Никто не узнает. Разве вы не притворяетесь нормальными? - стр. 10
Дом наш был самым обыкновенным. В нашем квартале все дома были такими – вот только мы никогда не открывали ставни, растения у нас были чуть более неухоженными, а соседи никогда не заходили на чашку кофе.

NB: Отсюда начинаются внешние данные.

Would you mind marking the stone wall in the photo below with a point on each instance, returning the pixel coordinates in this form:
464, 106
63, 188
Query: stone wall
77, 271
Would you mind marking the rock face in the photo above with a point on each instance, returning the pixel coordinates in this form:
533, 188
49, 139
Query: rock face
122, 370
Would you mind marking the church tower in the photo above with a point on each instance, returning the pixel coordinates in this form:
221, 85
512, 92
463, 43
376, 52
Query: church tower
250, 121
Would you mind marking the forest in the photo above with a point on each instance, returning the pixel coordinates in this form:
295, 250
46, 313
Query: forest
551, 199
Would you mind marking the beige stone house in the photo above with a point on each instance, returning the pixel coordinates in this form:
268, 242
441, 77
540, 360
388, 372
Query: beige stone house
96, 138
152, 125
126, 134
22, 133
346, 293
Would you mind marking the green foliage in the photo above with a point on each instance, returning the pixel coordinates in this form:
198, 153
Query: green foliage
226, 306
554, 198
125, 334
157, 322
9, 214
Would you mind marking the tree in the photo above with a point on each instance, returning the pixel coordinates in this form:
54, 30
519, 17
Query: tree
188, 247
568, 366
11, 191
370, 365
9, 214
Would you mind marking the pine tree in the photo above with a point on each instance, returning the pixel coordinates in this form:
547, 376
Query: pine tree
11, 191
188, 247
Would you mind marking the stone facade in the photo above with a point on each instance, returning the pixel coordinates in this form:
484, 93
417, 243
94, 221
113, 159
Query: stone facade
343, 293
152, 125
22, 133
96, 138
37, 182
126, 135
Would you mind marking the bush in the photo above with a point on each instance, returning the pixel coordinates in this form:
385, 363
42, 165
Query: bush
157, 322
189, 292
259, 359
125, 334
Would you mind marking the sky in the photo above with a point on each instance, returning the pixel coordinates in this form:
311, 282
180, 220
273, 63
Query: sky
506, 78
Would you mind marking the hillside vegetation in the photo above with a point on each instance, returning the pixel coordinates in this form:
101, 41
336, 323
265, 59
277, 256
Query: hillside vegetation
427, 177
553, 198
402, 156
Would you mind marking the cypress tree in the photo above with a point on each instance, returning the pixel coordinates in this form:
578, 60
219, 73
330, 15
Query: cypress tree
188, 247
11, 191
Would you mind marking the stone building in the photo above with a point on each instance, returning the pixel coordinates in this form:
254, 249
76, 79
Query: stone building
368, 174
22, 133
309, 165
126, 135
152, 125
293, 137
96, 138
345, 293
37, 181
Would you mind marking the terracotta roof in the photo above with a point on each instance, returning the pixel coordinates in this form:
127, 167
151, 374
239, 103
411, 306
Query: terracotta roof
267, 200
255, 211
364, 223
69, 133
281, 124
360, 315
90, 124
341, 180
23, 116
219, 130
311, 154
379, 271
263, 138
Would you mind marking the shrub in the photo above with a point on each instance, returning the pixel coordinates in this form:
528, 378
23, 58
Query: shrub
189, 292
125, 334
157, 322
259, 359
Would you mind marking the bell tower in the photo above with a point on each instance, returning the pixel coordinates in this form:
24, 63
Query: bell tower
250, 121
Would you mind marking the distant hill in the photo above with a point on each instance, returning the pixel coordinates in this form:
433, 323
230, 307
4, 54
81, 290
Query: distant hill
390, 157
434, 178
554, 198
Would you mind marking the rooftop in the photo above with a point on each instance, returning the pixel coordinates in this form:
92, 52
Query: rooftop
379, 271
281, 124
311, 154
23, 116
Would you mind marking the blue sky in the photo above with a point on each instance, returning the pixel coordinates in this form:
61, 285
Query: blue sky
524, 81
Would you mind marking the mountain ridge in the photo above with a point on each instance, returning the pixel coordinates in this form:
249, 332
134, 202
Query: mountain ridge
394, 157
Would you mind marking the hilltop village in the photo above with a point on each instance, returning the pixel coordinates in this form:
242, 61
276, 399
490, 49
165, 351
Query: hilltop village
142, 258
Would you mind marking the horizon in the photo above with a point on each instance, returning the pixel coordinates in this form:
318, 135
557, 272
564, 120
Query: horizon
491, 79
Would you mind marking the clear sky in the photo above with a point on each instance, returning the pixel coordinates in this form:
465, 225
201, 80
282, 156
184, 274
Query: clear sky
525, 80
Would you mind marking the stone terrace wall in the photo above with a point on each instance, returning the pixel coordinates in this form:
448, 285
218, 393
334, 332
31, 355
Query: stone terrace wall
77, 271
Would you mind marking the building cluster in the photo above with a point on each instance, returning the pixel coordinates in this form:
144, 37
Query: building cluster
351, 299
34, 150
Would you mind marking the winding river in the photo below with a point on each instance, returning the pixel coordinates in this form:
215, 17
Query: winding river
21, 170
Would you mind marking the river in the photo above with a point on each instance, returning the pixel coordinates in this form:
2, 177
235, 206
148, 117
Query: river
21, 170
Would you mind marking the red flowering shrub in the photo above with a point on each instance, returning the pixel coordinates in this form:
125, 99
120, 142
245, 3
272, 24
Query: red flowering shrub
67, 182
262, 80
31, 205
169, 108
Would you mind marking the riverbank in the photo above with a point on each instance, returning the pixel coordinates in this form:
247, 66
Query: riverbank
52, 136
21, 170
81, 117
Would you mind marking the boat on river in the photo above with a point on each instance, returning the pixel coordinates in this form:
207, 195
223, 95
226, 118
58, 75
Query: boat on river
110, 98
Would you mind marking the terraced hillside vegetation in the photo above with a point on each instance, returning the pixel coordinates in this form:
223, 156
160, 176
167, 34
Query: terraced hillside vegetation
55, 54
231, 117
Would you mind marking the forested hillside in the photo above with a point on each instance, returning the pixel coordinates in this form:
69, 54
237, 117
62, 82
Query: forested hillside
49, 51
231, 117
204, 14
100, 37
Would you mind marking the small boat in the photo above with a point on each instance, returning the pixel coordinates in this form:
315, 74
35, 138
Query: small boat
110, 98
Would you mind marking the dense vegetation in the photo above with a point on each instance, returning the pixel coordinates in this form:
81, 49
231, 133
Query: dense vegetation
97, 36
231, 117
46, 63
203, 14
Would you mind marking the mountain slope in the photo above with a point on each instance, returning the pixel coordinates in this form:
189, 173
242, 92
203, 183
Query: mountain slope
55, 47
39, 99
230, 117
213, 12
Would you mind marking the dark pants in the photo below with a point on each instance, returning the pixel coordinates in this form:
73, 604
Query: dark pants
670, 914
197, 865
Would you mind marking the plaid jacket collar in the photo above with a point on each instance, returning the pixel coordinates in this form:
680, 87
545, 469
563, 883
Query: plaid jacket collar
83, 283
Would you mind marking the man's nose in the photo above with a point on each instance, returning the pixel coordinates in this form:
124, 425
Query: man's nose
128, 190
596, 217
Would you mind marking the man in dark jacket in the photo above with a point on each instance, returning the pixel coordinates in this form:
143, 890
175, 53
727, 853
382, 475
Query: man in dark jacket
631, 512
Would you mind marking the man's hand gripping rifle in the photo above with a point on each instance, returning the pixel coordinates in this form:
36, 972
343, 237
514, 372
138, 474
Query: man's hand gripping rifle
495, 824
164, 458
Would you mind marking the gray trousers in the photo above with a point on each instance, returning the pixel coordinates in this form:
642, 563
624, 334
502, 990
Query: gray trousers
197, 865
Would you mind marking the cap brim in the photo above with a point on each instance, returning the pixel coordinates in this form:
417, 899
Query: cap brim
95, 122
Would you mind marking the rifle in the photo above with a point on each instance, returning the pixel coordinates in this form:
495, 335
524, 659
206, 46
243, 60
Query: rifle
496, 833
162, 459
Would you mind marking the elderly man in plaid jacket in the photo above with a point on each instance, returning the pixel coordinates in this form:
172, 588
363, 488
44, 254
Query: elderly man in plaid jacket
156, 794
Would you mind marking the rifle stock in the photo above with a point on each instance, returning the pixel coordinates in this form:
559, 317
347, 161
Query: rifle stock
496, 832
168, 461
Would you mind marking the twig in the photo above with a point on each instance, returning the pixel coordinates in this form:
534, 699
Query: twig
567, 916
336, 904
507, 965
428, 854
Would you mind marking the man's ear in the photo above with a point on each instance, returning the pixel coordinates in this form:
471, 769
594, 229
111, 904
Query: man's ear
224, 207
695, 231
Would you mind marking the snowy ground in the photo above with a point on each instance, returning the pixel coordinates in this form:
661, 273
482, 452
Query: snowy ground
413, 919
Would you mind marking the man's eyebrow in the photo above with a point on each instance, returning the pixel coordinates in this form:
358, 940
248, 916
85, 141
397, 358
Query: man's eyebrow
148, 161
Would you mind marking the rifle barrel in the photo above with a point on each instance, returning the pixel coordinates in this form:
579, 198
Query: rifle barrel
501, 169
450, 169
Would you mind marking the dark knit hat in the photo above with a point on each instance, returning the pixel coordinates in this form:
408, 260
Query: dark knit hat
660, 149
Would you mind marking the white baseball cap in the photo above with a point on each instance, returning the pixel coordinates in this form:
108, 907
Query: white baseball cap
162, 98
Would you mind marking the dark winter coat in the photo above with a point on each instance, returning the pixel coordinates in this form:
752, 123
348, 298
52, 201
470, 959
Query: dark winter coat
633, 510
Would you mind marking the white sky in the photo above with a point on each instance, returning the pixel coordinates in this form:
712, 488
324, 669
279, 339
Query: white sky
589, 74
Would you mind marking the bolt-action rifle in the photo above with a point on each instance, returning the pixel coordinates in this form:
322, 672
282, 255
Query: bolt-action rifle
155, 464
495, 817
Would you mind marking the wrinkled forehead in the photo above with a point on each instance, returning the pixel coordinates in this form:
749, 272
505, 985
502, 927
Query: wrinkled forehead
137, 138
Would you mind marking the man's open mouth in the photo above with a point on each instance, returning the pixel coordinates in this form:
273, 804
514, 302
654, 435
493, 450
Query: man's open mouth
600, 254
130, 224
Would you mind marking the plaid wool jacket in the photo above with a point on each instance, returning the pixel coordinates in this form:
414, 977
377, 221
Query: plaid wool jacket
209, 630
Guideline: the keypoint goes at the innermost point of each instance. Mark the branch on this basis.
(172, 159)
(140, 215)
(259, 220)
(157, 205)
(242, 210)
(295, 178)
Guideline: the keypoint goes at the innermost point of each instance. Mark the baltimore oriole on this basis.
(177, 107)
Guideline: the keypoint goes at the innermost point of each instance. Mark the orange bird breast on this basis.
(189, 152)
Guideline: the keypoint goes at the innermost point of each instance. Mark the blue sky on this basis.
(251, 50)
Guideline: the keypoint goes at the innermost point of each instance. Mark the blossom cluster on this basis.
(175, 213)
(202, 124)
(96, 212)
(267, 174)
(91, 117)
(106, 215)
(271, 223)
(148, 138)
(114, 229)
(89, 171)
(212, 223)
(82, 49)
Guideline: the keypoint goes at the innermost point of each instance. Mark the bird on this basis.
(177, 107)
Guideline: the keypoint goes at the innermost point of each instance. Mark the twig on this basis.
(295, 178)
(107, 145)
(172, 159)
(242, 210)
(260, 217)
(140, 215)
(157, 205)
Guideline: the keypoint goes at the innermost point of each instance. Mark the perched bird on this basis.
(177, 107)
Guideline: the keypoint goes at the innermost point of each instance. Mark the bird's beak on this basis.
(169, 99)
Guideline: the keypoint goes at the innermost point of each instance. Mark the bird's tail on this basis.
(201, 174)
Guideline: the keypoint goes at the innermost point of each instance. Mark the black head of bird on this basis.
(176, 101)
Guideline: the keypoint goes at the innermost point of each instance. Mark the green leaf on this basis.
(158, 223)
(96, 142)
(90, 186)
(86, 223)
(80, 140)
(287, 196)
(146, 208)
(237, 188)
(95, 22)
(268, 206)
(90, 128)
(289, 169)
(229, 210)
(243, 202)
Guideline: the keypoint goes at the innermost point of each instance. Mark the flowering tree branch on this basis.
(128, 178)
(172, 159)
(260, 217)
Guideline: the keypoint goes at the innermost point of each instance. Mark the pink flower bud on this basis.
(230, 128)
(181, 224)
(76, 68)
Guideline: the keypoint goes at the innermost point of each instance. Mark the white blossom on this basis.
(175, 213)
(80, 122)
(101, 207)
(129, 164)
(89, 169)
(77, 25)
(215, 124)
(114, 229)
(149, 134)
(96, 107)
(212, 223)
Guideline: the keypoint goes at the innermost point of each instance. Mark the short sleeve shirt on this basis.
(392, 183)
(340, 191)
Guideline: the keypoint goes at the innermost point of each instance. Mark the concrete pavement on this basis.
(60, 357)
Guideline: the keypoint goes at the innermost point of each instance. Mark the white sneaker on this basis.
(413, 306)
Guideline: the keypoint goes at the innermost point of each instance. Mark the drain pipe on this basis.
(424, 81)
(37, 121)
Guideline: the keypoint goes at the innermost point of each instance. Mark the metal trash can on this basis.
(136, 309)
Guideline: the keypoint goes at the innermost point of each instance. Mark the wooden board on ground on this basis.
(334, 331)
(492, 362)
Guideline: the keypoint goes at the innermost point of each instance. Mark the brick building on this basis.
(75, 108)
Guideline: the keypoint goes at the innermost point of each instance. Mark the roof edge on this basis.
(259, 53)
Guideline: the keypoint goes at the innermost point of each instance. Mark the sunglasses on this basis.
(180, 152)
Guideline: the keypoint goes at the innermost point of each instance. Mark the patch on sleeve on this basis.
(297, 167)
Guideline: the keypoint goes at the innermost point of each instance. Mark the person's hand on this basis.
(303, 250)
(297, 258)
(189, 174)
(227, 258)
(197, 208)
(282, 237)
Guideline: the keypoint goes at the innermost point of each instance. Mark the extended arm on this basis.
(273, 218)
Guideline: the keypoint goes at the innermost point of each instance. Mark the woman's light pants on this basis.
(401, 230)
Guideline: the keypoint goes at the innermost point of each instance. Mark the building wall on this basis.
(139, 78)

Дом был двухэтажным, но второй этаж всегда оставался для меня запретным. Мы им никогда не пользовались. Честно говоря, я часто забывала, что он вообще есть. Одну комнату называли «Птичьей», потому что в ней жили птицы: кореллы, волнистые попугайчики и попугаи. Все они спаривались, как бог на душу положит, в надежде на то, что природа возьмет свое и у них появятся маленькие птенчики. Потом родители продавали птенцов в местные зоомагазины или на блошином рынке. Коричневый ковер в Птичьей комнате был покрыт семечками, выпавшими перьями и клочьями пуха. Все это поднималось в воздух, когда птицы кричали и порхали вокруг, протестуя против вторжения в их пространство назойливых людей.
Я редко заходила в Птичью комнату – мне не нравился запах, шум и неприязнь птиц. Выбираясь наверх, я предпочитала соседнюю комнату: заброшенную ванную, где пауки плели паутину вокруг кранов в раковине и ванне. Это было самое интересное помещение на втором этаже. На бортике ванны лежали засохшие бруски мыла и ржавые бритвы. Я любила пробираться сюда с вилкой и ножом, чтобы потренироваться в застольных манерах на старых кусках мыла «Айвори». Я терпеть не могла, когда мама резала мою еду. Я считала, что, понаблюдав за родителями во время еды и потренировавшись, смогу как-нибудь изумить их своим новообретенным навыком самостоятельно разрезать мясо.
Третья комната наверху могла бы служить главной спальней. Она была самой большой в доме, но, когда я родилась, родители забросили ее и перебрались в спальню на первом этаже, поближе к моей комнате. Наверху остался лишь каркас кровати, разбитое зеркало, газеты, вышедшие еще до моего рождения, и кошачьи какашки. Это была самая чистая комната в доме.
Вся наша жизнь происходила в кухне, гостиной и двух спальнях внизу. Кухня и гостиная занимали половину первого этажа и переходили одна в другую – их разделяла лишь маленькая бессмысленная стенка. В гостиной у этой стены стоял сервант с фарфоровыми испанскими статуэтками, посудой, которой мы никогда не пользовались, и старой черно-белой фотографией моей матери. Когда я впервые увидела этот снимок, то спросила, зачем нам фотография обнаженной тетушки Ли, спрятавшейся за подушкой. Мама была так похожа на свою сестру, что я не могла их различить на фотографиях. Единственное различие заключалось в том, что Ли была высокой, а моя мама – маленькой. Когда мама с гордостью заявила, что сексуальная молодая женщина на фотографии – это она, у меня возникла навязчивая идея.